Teaching & Learning

Combat Impact

Non-metro areas take greater brunt of the war in Iraq.

Soldiers fighting in Iraq who come from rural America are dying at rates higher than their urban counterparts, a recent study finds. ISTOCK

Soldiers fighting in Iraq who come from rural America are dying at rates higher than their urban counterparts, a recent study finds. ISTOCK

Rural America can add another item to the list of ways it differs from its big-city counterparts.

A study conducted by Katherine Curtis, a UW assistant professor of community and environmental sociology, has found that, while fighting in Iraq, military troops from rural areas have experienced higher death rates than those from urban areas.

Regardless of cause or military branch, death rates are higher among rural soldiers, suggesting that non-metropolitan areas more keenly feel the consequences of war and that military personnel from rural areas are at a disadvantage, according to the study, published in July in the journal Demographic Research.

Curtis wrote the study with Collin Payne ’08, who is now studying at the University of Pennsylvania.

“Rural communities are, in fact, experiencing a disproportionate brunt of the impacts of war,” Curtis says. Although the study does not look into the reasons for the higher death rate, it provides a baseline for future research on the effect of the inequality, she says.

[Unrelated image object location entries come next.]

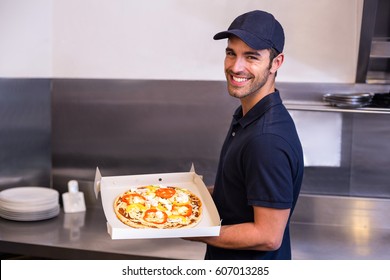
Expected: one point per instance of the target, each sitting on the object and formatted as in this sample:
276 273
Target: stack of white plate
29 203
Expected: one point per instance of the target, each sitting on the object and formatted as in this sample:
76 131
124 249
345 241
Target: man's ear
276 63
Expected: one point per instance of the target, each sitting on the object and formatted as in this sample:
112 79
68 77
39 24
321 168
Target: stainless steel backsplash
25 132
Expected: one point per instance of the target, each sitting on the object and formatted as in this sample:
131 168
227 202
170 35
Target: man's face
246 69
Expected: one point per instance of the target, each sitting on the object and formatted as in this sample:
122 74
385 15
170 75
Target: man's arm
265 233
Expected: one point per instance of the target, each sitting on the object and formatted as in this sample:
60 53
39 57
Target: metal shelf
328 108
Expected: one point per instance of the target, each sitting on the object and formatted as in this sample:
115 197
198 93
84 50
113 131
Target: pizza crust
143 207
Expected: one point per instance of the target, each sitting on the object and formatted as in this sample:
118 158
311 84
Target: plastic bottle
73 200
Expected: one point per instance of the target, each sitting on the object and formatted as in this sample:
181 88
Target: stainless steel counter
84 236
327 228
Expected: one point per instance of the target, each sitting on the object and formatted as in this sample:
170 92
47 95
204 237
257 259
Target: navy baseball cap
258 29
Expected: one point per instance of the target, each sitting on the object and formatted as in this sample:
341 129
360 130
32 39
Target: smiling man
261 164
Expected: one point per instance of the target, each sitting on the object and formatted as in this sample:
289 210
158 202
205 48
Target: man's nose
238 64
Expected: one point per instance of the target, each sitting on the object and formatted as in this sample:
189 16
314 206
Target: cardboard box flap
96 184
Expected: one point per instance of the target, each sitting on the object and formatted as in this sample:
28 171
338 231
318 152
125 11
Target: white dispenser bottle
73 199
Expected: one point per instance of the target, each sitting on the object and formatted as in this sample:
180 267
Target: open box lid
112 186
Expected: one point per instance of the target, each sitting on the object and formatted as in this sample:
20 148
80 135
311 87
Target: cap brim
249 39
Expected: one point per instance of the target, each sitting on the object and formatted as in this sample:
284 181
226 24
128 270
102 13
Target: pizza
161 207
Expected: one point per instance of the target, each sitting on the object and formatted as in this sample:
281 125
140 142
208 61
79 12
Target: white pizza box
112 186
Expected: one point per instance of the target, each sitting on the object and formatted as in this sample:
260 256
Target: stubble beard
251 88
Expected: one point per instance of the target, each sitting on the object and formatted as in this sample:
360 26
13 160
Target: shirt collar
258 110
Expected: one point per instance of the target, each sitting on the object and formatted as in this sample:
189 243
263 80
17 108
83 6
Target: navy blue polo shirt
261 164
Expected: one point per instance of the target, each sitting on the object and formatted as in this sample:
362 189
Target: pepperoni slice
165 192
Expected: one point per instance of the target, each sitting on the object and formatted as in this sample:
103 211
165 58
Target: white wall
25 38
169 39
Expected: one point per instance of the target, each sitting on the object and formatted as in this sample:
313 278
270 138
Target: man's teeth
239 80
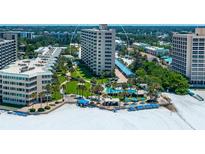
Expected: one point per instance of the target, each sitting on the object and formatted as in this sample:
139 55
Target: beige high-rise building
188 53
98 49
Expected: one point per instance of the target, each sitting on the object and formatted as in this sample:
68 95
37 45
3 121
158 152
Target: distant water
194 25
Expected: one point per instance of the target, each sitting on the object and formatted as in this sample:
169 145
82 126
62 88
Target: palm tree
41 95
48 89
33 96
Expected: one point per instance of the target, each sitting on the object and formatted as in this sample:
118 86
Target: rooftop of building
102 27
2 41
198 32
40 65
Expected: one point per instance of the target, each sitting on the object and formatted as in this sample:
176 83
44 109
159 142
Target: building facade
8 52
188 56
98 49
20 80
17 34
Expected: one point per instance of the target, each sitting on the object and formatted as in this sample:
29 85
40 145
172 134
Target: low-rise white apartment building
98 49
188 56
19 80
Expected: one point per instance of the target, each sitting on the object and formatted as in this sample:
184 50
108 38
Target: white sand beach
71 117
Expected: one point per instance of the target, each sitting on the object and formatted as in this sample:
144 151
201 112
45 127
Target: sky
106 11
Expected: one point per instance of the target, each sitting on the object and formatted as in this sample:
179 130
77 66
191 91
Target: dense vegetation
157 77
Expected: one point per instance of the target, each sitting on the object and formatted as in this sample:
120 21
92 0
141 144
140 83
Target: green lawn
71 88
56 95
61 78
84 72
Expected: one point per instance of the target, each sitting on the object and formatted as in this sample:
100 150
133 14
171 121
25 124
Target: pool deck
121 77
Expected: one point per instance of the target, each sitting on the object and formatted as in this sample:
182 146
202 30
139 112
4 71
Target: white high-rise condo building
188 53
19 80
98 49
7 52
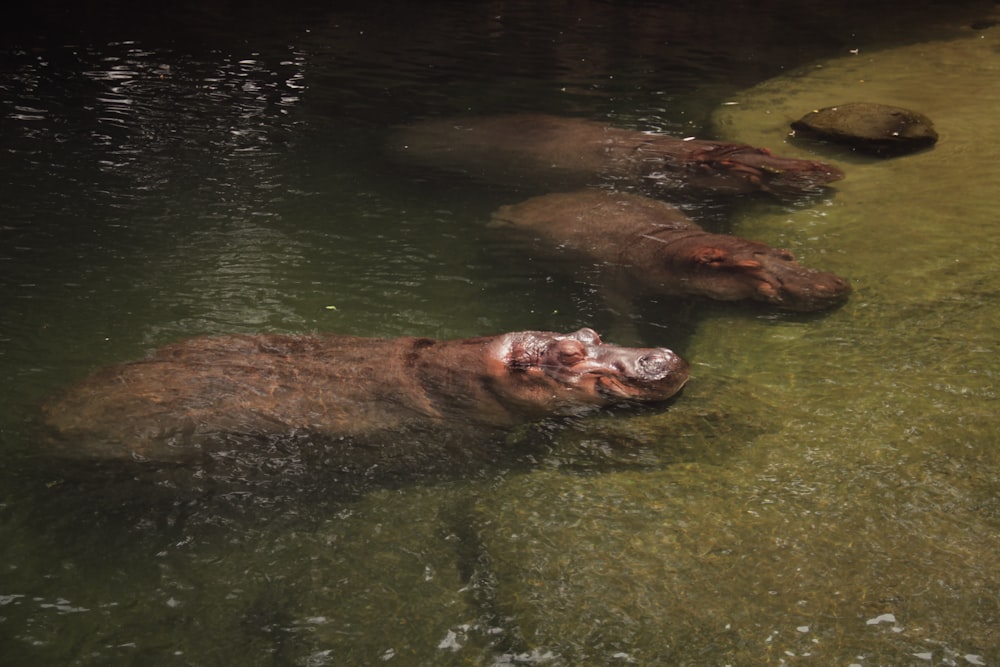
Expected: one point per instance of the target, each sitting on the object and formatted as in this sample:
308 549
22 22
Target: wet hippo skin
238 392
571 152
658 247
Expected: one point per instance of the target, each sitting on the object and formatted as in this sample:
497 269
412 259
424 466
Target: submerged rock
878 129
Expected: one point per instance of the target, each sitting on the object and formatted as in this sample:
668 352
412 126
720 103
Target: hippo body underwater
571 152
358 401
659 248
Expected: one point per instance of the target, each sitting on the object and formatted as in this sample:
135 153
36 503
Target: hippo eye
587 336
654 365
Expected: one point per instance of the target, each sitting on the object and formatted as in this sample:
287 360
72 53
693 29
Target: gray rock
878 129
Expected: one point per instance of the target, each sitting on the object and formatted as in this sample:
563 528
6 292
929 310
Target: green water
825 491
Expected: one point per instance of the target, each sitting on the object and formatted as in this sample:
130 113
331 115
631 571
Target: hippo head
549 373
749 169
729 268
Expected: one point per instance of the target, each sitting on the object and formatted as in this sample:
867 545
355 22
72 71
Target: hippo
572 152
655 245
355 401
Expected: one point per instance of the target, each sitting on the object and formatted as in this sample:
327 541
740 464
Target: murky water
826 490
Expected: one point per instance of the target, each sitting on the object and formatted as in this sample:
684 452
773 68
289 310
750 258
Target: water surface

Disproportionate military deaths may also perpetuate the reasons rural youth join the military, Curtis says, adding that the effect on the available labor force makes it harder for their communities to attract industries and jobs.

The study uses U.S. Department of Defense data about troop deaths in Iraq from the start of the war in March 2003 through the end of 2007. The combat-related death rate for all troops was 3.43 per 1,000

individuals. Among troops from urban areas, the death rate was 3.27, while rural troops experienced a rate of 4.09. While the difference is a single person per 1,000 in population, the loss has a greater impact in rural areas because of the lower population concentrations, the study says. The research also found that states feeling the loss the most are in the Great Plains and the Upper Midwest.